Tuesday, October 30

Fall Series Wrap-up

Thanks to everyone who helped put on the best yet Fall Series!

         This year's events were: - Individual Time Trials on Thursday,
                                                  - Cyclocross on Friday,
                                                  - Duathlon on Saturday and
                                                  - Street Sprints on Sunday

Our team had a good showing, with Nick and Paul claiming 2nd and 4th places in the 1 mile ITT with some particularly scary corners on Thursday to win the event for the team.

Cyclocross was a crazy event, where a lot of us were just trying to not crash each lap on the wet, muddy, sandy and leaf-covered obstacle course. Phi Psi's Miles Johnson showed how much of a role experience plays in this race, opening up an impressive early gap. Nick and Thomas stayed upright long enough to score a team 7th place for us.

The Duathlon was a 1 mile run, followed by an 8 lap sprint on the track and closed out with a 1.5 mile run around the stadium. Drew and Nick claimed 5th and 6th in this event for a 2nd place team score.

The final event, Street Sprints, was a tournament-style measure of who had the strongest legs over 200 meters from a standing start. Kris Zee of Cru Cycling was a monster off the line and walked away with the event. When asked by JB if he, as returning champion, wanted a best-of-three final round, he opted out, presumably responding, "No thanks, Jordan, I'll just win this one". Paul and Drew both made it through to earn quarter-final round time bonuses to hang on to 4th place in the event and 3rd place overall.

Overall, we had a great showing in this year's Fall Series. Thanks again to all the event organizers, officials, volunteers and riders for making last weekend lots of fun.

Monday, October 22

Can we please get some "bad" weather?

I don't like the term, "bad weather". What is bad for one person could well be quite nice for another. If 35 degrees and raining means that I'm training and you're not, I'd call that good weather (you may not).

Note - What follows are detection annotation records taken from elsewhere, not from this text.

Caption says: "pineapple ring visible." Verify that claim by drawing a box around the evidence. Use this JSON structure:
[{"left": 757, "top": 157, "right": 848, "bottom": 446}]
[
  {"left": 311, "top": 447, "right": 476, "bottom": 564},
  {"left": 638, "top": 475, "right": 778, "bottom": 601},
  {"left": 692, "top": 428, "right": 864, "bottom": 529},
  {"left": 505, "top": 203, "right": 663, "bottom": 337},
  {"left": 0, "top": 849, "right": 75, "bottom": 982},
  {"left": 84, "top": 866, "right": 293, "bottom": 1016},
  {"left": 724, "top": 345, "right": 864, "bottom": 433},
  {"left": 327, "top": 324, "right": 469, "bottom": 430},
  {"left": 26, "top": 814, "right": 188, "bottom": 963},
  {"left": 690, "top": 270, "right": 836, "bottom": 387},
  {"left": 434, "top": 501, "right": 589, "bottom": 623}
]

Last year, we had an unusually mild winter. I hated it. There was no occasion to our rides. Putting on a jacket and some legwarmers for a moderately chilly mid-January jaunt just seems wrong. I love the single digit suffer-fests of frozen fingers and toes. I love rides when I have the road to myself, free of the fair-weather heroes and Hilly Hundred types. I love it when all you can hear is the swishing of the tires over whichever physical state of water that day might have brought and the sound that it makes when it just runs off your saturated body and kit helplessly with nowhere to go.

There is a certain, inexplicable quality of riding in conditions in which others choose not to that makes you want to go faster. It's not just that the cold, rain, snow or hail takes your mind off of the pain you are submitting your legs to; it has something to do with the reason you're out there. It is a reminder that you're not one of the summer peloton, but of something a little more distinguished. You may not be the fastest, but you're doing everything you can to get there, and that's something you can't say about all the people who used to be on the road when the weather was "good".

In closing, let me once again refer you to the Old Velomiskrit:

// If you are out riding in bad weather, it means you are a badass. Period.
Fair-weather riding is a luxury reserved for Sunday afternoons and wide boulevards. Those who ride in foul weather – be it cold, wet, or inordinately hot – are members of a special club of riders who, on the morning of a big ride, pull back the curtain to check the weather and, upon seeing rain falling from the skies, allow a wry smile to spread across their face. This is a rider who loves the work.

Wednesday, October 10

Simple Economics

Some more inspiration from the velominati (this time it's marko's):
 ...the beauty of pain is that it is free to any of us who are willing to take it. By placing value on pain we recognize that there is plenty of it laying around for the taking because so many other people do what they can to avoid it.
 I'm predicting a further increase in the local pain surplus to be brought in with the coming long weekend. It's a buyer's market, gentlemen. Buy, buy, buy.